# V Point



## kazin5 (Dec 9, 2005)

Has anyone ever heard of a v point with excel? I had a job interview today and the lady told me if I can figure out what it is then I have the job. I've searched and searched and I'm not finding anything. Can anyone help?


----------



## Norie (Dec 10, 2005)

Never heard of such a thing.

Did you get any clues?

What's this mysterious thing supposed to do?


----------



## kazin5 (Dec 11, 2005)

*v point*

The only thing that I can think of is that its got something to do with the value. No clue if that's right or wrong.


----------



## starl (Dec 11, 2005)

Can you give any information at all? the context that the term was used in?
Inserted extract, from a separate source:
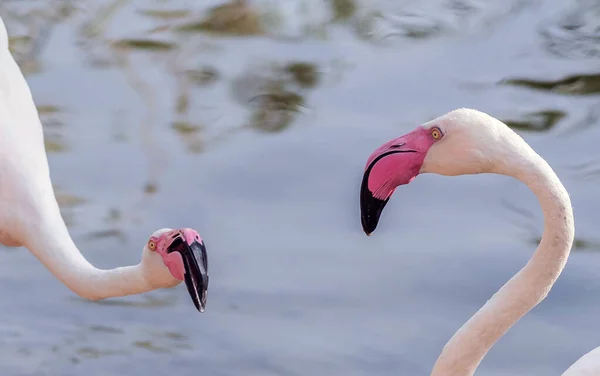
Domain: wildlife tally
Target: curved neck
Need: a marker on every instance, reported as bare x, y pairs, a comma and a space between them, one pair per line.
465, 350
50, 242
What kind of job were you interviewing form? There may be another term for what you are looking for - so the more info you can give, the better.


----------



## Greg Truby (Dec 12, 2005)

I have not heard of that either.  My first reaction would be that she meant _VLookUp._  If you described that to her and she was adament that this is not what she ment then as Tracy and Norie have indicated, you need more context.  "Point" could mean a point on a chart, perhaps a vector plot?  "Point" could mean screen points, there are several functions in VBA such as _PointsToScreenPixelsX_ or _CentimetersToPoint,_ perhaps she was confusing X or Y points/coordinates on a screen?


----------



## kazin5 (Dec 12, 2005)

It was a v lookup....I don't know why she called it a v point. Thank you all very much for all your help. She didn't even give me the job. Oh well.


----------



## PaddyD (Dec 12, 2005)

"She didn't even give me the job"

If you were running the risk of being managed by someone who was that ignorant about what they wanted, this is probably a good thing  

Best of luck with the next one...


----------



## Zack Barresse (Dec 12, 2005)

Gotta agree with Paddy here.  If somebody is going to hold that as a criteria for hiring personel, they oughta at least know what the heck they are talking about themselves first.  Yeesh.


----------



## Andrew Fergus (Dec 13, 2005)

I'd go one step further and say that if that was the criteria for getting the job then you didn't want it anyway - you would want something a little more challenging....
A


----------



## Greg Truby (Dec 13, 2005)

I'm impressed.  All y'all's bosses know how to use VLOOKUP()?  Mine doesn't.  Nor would my VP, our Logistics Director or our Business Integration Director.  Our new Finance Manager definitely _would_ be able to use it with no help - she can even write simple macros! (Our old Fin Mgr knew what VLookup() was for, but I had to stop by and help him out about every other month).  The other three line managers in our facility would probably know of its existance but might need some help getting it written correctly, especially if formatting between the lookup and lookin ranges were mixed.


----------



## shades (Dec 14, 2005)

My old director hardly knew what Excel was.


----------